In the Episode 3 of the Relief Podcast, D.L. Mayfield speaks about her hesitancy to call herself a writer. I don’t hesitate to call myself a writer. But I hesitate to say that writing is what I do.
The main character of The Art of Fielding is Henry Skrimshander. Without a doubt he is a baseball player with a work ethic not merely American, it’s near Herculean. I’m an athlete—or was until Howard proved me otherwise—and I can’t even fathom the lengths to which Skrimshander subjects his body. By the end it’s his singular determination to ‘doing what he does’ that becomes his undoing.
Maybe this is why I don’t want to say writing is something I do. I don’t do writing and then not do writing. It’s more than something I do. It’s who I am.
Recall Jesus with his disciples. The men and women who hung out with him. Followed him for years. Christ did a lot of things: healer, reformer, prophesier, miracle-worker, comedian, storyteller, etc.

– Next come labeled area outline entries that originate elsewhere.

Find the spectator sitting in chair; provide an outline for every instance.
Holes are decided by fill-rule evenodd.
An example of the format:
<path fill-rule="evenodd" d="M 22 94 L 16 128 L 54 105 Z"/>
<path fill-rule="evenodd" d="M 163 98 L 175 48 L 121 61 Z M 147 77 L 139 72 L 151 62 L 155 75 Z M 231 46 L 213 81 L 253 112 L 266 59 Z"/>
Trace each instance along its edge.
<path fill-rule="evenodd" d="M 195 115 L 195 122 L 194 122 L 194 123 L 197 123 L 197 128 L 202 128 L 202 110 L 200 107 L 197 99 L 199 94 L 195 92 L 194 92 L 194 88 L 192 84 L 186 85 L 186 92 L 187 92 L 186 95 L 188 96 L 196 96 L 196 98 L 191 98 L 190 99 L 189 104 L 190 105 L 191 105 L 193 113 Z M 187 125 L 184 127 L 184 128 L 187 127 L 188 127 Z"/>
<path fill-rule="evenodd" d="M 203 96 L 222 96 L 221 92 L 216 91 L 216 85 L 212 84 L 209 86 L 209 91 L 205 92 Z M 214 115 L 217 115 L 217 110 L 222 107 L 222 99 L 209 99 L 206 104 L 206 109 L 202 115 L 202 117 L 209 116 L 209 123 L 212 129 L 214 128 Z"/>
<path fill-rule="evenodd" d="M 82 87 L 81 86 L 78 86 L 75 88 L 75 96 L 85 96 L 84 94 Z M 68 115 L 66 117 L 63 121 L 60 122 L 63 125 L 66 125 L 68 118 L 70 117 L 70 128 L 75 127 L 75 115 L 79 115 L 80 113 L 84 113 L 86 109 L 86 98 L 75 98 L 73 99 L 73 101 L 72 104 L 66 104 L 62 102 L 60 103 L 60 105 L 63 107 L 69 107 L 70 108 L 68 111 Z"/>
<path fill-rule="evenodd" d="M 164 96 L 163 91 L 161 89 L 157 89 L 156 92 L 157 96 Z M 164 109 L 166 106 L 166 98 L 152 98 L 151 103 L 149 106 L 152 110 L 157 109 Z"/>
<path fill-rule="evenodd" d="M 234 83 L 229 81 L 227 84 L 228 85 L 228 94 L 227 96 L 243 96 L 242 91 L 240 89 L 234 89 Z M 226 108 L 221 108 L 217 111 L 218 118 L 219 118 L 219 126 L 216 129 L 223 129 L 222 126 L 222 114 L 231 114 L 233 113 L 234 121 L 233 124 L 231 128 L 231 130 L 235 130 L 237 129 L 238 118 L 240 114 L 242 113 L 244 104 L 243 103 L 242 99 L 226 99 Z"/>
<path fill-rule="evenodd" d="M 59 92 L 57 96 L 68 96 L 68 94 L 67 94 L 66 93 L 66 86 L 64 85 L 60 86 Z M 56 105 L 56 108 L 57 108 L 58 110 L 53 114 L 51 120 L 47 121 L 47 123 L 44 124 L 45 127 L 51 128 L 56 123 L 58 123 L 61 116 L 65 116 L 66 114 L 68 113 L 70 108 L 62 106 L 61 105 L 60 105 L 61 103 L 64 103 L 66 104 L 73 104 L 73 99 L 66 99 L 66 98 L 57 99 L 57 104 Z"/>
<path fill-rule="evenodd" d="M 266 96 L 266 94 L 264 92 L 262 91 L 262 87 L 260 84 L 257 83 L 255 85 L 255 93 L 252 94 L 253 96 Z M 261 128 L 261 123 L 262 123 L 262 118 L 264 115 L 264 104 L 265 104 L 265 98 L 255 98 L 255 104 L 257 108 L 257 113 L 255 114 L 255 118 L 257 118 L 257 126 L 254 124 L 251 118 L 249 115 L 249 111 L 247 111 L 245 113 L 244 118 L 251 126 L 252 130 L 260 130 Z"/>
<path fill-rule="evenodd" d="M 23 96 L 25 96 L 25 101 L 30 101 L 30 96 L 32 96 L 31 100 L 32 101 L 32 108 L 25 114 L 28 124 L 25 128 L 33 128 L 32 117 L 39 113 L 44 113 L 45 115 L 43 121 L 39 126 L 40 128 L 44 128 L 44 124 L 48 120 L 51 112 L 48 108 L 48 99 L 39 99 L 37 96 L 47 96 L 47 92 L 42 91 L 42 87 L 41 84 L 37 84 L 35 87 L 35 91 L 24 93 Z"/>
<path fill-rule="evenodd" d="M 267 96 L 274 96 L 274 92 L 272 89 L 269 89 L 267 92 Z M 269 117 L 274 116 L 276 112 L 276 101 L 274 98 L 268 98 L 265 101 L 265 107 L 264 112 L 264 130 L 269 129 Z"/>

But it wasn’t a question of wondering what he did.
“Who do you say that I am?” Jesus asks.
Imagine the eyes if I were to posit that question at a party: “Who do you say that you are?” I’d follow it up by finding another bottle of wine, or beer, and quoting Over The Rhine:
Come on lighten up Let me fill your cup I’m just trying to imagine a situation Where we might have a real conversation.
But I think it’s the better question. Because there’s a spark of being human we are snuffing out with innocuous questions about how we make money that waste, as Mary Oliver opines, “this one wild and precious life”.